Lake sludge “natural”
January 24, 2007
Section: News
In recent weeks there has been proliferation of seagrasses (Zostera) in the shallow foreshore areas of Lake Illawarra.
LIA Chairman, Dog Prosser said this is another cycle in the life of the lake.
The vigorous growth of the seagrasses is caused by a combination of nutrients, water temperature, water depth and water clarity, he told the Lake Times.
Recent conditions in the lake have been ripe for seagrasses to grow.
Seagrass production tends to follow the seasonal cycle of solar radiation with maxima occurring in late spring or early summer.
At the end of the growing season (and to some extent throughout the year) much of the plant material dies and begins to decay.
Decaying seagrass wrack often results in the emission of foul odours but odours can also result from the stirring up of bottom sediments by waves whereby gases are then released through the water column into the atmosphere.
Under these conditions residents living close to the lake often complain about the health of the lake.
Mr Prosser said the only effective method of removing the excess floating seagrass wrack in shallow water was with a floating harvester.
The smallest machine costs about $10,000 a week and can only be used in small particular trouble spots.
In other areas where foreshore conditions are suitable land based machines are used, he said.
The lake has some 37 km of foreshore & the Lake Illawarra Authority simply does not have the resources for a continuous program to remove organic wrack.
On the positive side, just a few years ago during the drought years of 2002 / 2003, the level of the lake fell about 0.5m from evaporation, exposing sea grass beds to the sun, according to Mr Prosser.
The usual Authority critics of course, apart from blaming the LIA for the drought, said the seagrasses would never recover, Mr Prosser said.
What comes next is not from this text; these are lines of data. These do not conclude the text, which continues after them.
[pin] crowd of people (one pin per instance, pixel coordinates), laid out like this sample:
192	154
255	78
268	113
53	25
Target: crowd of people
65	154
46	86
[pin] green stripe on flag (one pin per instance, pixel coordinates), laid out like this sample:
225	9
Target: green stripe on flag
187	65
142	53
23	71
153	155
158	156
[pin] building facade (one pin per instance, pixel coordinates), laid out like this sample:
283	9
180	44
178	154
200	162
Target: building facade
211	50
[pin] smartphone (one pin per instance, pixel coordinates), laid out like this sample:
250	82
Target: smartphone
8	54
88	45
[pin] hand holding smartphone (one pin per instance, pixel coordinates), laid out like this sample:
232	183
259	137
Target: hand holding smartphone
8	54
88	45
Over the past couple of years, seagrasses within the lake have flourished.
As a NSW Fisheries Officer advised a community meeting in answer to a complaint about the presence of sea weeds; a coastal lake without seagrasses is a dead lake.
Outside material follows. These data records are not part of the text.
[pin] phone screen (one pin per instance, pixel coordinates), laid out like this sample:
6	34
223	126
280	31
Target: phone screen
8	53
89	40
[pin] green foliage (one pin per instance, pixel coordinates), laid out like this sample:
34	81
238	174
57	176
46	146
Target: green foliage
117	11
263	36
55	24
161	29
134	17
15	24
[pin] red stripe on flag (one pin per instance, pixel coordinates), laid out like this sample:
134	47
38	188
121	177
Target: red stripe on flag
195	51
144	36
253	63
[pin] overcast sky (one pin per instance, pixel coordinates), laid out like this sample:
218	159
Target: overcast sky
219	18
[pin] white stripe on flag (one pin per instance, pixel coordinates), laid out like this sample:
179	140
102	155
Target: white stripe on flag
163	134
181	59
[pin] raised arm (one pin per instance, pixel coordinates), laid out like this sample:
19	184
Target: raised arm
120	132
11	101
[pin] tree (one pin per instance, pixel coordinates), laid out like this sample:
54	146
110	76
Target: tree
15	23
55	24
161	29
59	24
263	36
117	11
Seagrasses are a sign of a healthy lake.
On the negative side, Lake Illawarra, for the next twenty or thirty years, is facing the greatest threat to its existence since Bass & Flinders rowed the Tom Thumb into the entrance of the lake in 1796, according to Mr Prosser.
The growth of subdivisions in West Dapto, Calderwood, Marshall Mount, Kembla Grange & Tullimbah will introduce a further fifty to seventy five thousand people into the lakes catchment, he said.
Our challenge now is to retain the improvements the Authority has made over the past eighteen years with the assistance of the State Government and both Wollongong and Shellharbour Councils.